Y esa mañana el visir estaba cansado y sin dormir, pero tranquilo y sereno; tenía los párpados pesados, pero el rostro como congelado en el frescor de la mañana. Pensó en el arquitecto extranjero que había muerto, y en los pobres que comerían gracias a él. Pensó en la lejana, montañosa y sombría tierra de Bosnia (¡siempre había algo sombrío cuando pensaba en Bosnia!), a la que ni la misma luminosidad del Islam podía iluminar sino parcialmente, y en donde la vida era, sin la menor cortesía y mansedumbre, pobre, mezquina y obstinada. ¿Y cuántas provincias así no habría en el mundo? ¿Y cuántos ríos salvajes sin vado ni puente? ¿Cuántos lugares sin agua potable ni mezquita, sin decorados ni belleza?
El mundo se abría a sus pensamientos, lleno de todo tipo de necesidades y miedos bajo diferentes formas.
El sol brilló en una pequeña teja verde en el quiosco del jardín. El visir dejó caer la vista sobre la inscripción en versos del maestro, levantó despacio la mano y tachó dos veces toda la inscripción. Tras una pequeña pausa, tachó la primera parte del sello con su nombre. Solo quedó el lema: En el silencio, la seguridad. Hizo una pausa… y levantó otra vez la mano y la borró de un solo golpe.

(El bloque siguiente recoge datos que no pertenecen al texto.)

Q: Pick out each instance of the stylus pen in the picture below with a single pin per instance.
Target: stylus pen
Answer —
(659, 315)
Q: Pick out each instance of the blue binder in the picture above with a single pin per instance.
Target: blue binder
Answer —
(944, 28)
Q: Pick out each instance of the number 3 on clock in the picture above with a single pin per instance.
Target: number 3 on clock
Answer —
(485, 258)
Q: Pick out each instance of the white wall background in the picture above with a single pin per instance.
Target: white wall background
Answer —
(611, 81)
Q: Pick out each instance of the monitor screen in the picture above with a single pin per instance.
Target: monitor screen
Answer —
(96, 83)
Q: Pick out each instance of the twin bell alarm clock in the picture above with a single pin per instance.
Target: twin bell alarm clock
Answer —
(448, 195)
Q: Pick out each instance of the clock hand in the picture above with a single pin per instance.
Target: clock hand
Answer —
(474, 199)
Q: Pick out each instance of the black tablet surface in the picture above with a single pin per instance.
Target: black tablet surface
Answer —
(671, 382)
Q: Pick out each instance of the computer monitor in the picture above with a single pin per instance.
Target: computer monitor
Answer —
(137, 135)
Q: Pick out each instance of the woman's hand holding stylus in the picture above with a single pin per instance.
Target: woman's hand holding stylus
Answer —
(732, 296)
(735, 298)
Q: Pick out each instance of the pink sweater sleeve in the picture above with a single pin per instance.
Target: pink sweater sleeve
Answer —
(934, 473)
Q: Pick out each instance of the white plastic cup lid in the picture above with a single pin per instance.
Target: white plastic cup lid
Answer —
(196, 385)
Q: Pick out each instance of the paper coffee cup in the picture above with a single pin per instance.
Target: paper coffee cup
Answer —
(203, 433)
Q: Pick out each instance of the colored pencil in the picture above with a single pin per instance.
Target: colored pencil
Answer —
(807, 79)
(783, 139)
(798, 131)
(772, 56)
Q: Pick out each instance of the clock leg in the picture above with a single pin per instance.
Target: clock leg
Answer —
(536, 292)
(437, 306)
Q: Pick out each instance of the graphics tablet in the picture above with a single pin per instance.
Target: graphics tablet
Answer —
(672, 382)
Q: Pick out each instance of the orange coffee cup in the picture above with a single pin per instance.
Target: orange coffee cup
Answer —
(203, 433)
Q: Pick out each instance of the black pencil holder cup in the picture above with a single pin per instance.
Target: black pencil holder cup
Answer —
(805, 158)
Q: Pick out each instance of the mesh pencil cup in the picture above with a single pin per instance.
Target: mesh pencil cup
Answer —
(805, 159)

Así quedó el puente sin nombre ni señas.
Brillaba al sol allá en Bosnia y relucía bajo la luna transportando sobre sí a la gente y al ganado. Poco a poco, desapareció por completo el círculo de tierra suelta y objetos dispersos que siempre rodean un edificio nuevo; la gente y el agua se llevaron las estacas rotas, los trozos de andamio y el material restante, y las lluvias barrieron las huellas del trabajo de los albañiles. Pero el paisaje no pudo integrarse al puente, ni el puente al paisaje. Visto desde un costado, el arco blanco y audazmente curvo siempre parecía estar solo y aislado, sorprendiendo al viajero como un pensamiento inusual y errante que hubiera sido atrapado entre las rocas y el desierto.
Quien esto cuenta fue el primero a quien se le ocurrió examinarlo y averiguar su origen. Fue al anochecer de regreso de la montaña y, cansado, se sentó junto al parapeto de piedra del puente. Los días eran calurosos, pero las noches frescas. Cuando se apoyó de espaldas contra la piedra, sintió que todavía estaba tibia del calor diurno. El hombre estaba sudado, pero del Drina venía un viento frío; el contacto con la cálida piedra labrada era agradable y maravilloso. Se entendieron al instante. Entonces decidió escribirle una historia.
Notas
NOTA DEL EDITOR: hemos hecho nuestros mejores esfuerzos para localizar a los derechohabientes de estos cuentos, que se publican bajo la regla del Artículo 6 de la Ley 11723.
[1] Ivo Andrić (Travnik, Bosnia, Austria-Hungría, 9 de octubre de 1892 – Belgrado, RFS de Yugoslavia, 13 de marzo de 1975) fue un escritor yugoslavo que ganó el Premio Nobel de Literatura en 1961. Sus escritos tratan principalmente de la vida en su Bosnia natal bajo el dominio otomano. “El puente sobre el Žepa” se considera el germen de lo que luego sería una de sus novelas más famosas, El puente sobre el Drina.
[2] Los tarihi o cronogramas son un género específico de poesía de diván que contiene relatos sobre hechos famosos (n. del t.).